Bezahlung und Termindruck.


----------



## NikeAir (21. Okt 2013)

Das ist klar, aber ich meinte von der Arbeit an sich. Das wird ja wohl strukturierter ablaufen, als wenn man sich einfach hinsetzt und einfach seine Ideen in Code umwandelt


----------



## Tobse (21. Okt 2013)

Ein Hobby-Programmierer lernt das, was er braucht um die Programme zu schreiben, die er gerne schreiben würde. Der Profi muss immer auf dem Stand der Technik bleiben sich in neue Konzepte einarbeiten (z.B. wenn neuerungen wie HTML5/CSS3 kommen). Auch kann sich der Profi im Beruf nicht aussuchen, was oder wann er Programmiert sondern er fängt um 8 morgens an und hört um 4 mittags wieder auf (ausser er hat gleitzeit o.ä).

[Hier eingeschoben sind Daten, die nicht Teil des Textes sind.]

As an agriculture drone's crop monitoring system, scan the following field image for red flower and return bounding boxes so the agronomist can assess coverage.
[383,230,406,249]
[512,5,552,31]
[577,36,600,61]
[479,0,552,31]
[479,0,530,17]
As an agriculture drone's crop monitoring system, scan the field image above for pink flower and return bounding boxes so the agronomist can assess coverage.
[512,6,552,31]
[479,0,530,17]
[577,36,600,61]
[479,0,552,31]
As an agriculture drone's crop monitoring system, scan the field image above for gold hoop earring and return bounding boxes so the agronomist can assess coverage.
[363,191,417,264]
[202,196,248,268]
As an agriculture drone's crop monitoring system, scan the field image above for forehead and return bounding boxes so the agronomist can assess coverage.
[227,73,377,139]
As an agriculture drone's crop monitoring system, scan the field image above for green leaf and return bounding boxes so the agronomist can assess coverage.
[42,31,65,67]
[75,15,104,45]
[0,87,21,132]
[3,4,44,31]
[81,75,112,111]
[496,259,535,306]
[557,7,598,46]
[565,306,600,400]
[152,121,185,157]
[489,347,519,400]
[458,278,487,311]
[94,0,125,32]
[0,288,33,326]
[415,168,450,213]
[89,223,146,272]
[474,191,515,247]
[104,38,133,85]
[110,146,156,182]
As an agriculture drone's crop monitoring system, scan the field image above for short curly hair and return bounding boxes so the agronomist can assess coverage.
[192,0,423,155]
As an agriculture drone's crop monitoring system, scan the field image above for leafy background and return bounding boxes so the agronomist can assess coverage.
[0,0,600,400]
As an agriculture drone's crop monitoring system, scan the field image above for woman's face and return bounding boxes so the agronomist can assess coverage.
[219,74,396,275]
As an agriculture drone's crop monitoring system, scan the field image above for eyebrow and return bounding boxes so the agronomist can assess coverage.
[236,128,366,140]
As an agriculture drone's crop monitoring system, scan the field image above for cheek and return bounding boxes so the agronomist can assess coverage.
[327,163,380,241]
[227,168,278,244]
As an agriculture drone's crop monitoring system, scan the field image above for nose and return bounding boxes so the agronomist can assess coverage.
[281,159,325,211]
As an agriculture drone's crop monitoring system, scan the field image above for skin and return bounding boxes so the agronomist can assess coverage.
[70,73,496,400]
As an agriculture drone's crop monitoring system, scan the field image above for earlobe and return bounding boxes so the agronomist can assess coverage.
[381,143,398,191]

Daher kann man generell auchd avon ausgehen, dass professionelle Programmierer merkbar besseren Code abliefern der sicher läuft. Es passiert aber nicht allzu selten, dass irgendwelche Amateure an kommerzieller Software arbeiten und dann kommt sowas wie Windoof bei raus.


----------



## stg (21. Okt 2013)

NikeAir hat gesagt.:


> Das ist klar, aber



Du hast nach den größten Unterschieden gefragt. Den Rest kann man, finde ich, schlicht nicht verallgemeinern.


----------



## Ruzmanz (21. Okt 2013)

Ich denke der Unterschied liegt nicht bei den Personengruppen, sondern bei der Herangehensweise. Man kann Software programmieren und entwickeln. 

Hobby-Programmierer == professioneller Programmierer
Hobby-Softwareentwickler== professioneller Softwareentwickler

PS: Dadurch ist die Frage auch ganz einfach zu beantworten. Der eine programmiert und der andere entwickelt Software. Wo darin der Unterschied liegt, möchte ich jetzt nicht näher ausführen ... dauert mir zu lange und ich denke, da gibt es genug im Internet.


----------